Scott was acutely aware of this generation’s consumptive tendencies, both material and sexual, and beneath the more glaring personal aches his lyrics worked to expose the emptiness of that mentality. In a recent interview he revealed Things to be his personal favourite Frightened Rabbit song. It is a transcendent swelling of a track which deals with a kind of existential shedding of material attachments. Striking a well versed tone of morbidity, the lyrics are rife with visions of funeral attire and death, but there is catharsis here. Things glimpses a need to look beyond anything that could be physically fulfilling: he talks of shedding not only the ‘pointless artifacts’, but the flesh and bones, too.
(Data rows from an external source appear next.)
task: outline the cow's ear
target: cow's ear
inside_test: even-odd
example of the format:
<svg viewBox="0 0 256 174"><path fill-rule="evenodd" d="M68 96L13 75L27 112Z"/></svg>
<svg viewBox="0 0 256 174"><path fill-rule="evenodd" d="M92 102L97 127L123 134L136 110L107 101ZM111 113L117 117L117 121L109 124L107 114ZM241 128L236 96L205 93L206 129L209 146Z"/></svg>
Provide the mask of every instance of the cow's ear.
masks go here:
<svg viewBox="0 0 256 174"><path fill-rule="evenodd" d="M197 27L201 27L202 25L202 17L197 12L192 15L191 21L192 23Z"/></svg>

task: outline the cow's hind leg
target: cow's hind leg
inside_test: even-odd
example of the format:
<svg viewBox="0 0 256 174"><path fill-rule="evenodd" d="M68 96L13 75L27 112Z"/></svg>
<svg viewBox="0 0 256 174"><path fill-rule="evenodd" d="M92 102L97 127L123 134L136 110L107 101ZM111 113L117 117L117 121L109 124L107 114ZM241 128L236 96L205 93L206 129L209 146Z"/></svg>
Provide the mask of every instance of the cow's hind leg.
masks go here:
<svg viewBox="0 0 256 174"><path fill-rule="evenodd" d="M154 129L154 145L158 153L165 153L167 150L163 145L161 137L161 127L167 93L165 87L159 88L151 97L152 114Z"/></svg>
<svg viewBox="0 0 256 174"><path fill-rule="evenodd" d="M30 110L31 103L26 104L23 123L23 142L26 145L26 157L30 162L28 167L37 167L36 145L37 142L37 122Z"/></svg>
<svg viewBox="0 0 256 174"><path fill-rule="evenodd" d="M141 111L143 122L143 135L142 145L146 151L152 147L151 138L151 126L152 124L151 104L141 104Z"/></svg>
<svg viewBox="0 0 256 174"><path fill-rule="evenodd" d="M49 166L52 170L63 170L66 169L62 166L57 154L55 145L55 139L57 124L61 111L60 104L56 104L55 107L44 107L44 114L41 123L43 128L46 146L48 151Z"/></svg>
Scott’s lyrics are fixated with bodies, and not just awkwardly intertwining them in songs like The Twist, but wrecking and deconstructing them. His own physique served as a site of self-destruction countless times as he considered the sabotaging effects of emotion, as he constantly used tangible physical pain as a means of reflecting mental states. In those lyrics and so many others, we find someone searching for wholeness and clarity through material frugality, something connective through physical abandonment.
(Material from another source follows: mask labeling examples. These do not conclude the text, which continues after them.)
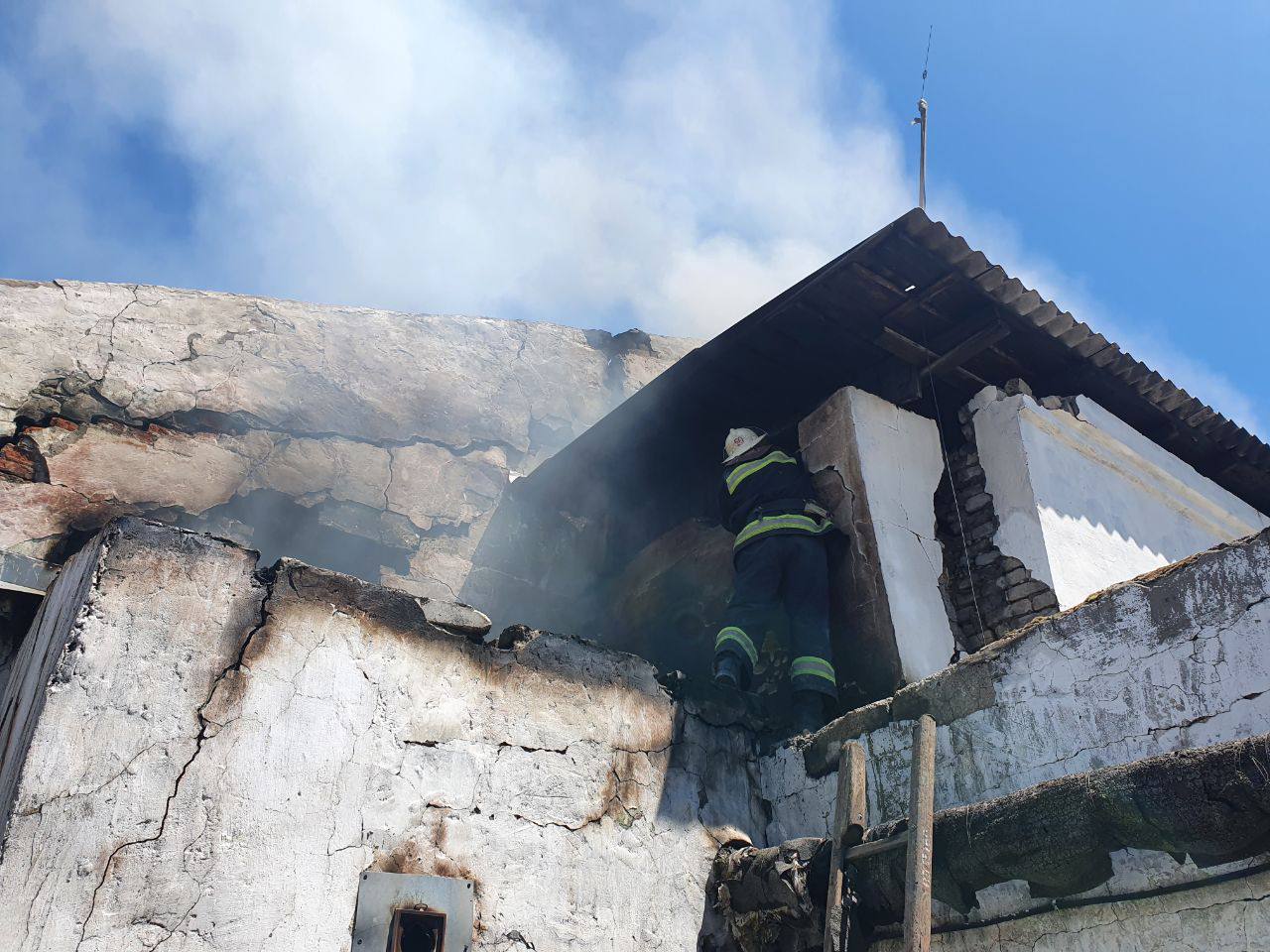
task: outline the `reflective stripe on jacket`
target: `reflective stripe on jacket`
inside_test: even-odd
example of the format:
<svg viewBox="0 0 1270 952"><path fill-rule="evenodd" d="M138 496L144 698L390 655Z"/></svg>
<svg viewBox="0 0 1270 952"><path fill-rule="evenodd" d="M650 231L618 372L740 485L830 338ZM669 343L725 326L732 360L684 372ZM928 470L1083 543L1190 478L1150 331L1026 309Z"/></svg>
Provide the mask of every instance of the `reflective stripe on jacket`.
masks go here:
<svg viewBox="0 0 1270 952"><path fill-rule="evenodd" d="M747 542L753 542L759 536L806 533L809 536L823 536L833 528L829 519L818 519L805 513L789 513L785 515L759 515L745 523L745 528L737 533L737 541L732 543L735 552Z"/></svg>
<svg viewBox="0 0 1270 952"><path fill-rule="evenodd" d="M801 461L762 444L724 468L720 522L737 537L734 552L767 536L822 536L833 523L804 512L805 503L814 499L812 477Z"/></svg>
Now, in the wake of his death, there are all the inevitable questions and conversations that come after it’s too late. I question potential personal repercussions of revisiting a fairly devastating album written by a decade-ago-self – an album which propelled a career but also became its inescapable shadow in some ways – to sellout crowds ten years on, and the whole thing seems conflict wrought. It verges on sensationalism, though, raising altogether cliché tortured artist questions about whether Scott felt like he had to be at his worst to be at his best, and if talking about it is ever enough. It would seem not. It is yet another tragic case where we can form no answers without some level of assumption, and the questions and conversations seem futile compared to the tragic outcome. Scott took on the weighty work of allowing himself to be a vessel for other people’s pain through creative experimentation with his own emotional depths, and that is undoubtedly a dark and difficult artistic identity to have bound up with your own. It is a devastating thing to consider that perhaps he never saw a way out for himself through any of it, but those parts of himself that he did choose to share were loved and heard because he was able to transform pain into that connective ‘thing’. The only thing left certain is an overwhelming amount of love for Scott from people who feel helped by him. That he was able to inspire that level of affective response through lyrics is an untouchable testament to his authenticity and talent. Scott’s grasp of words was such that he was so aware of their being blunt instruments for describing feeling that he was able to perform genius with them anyway, and his songs demonstrate the cogency of a blunt instrument delivering a blow to the head.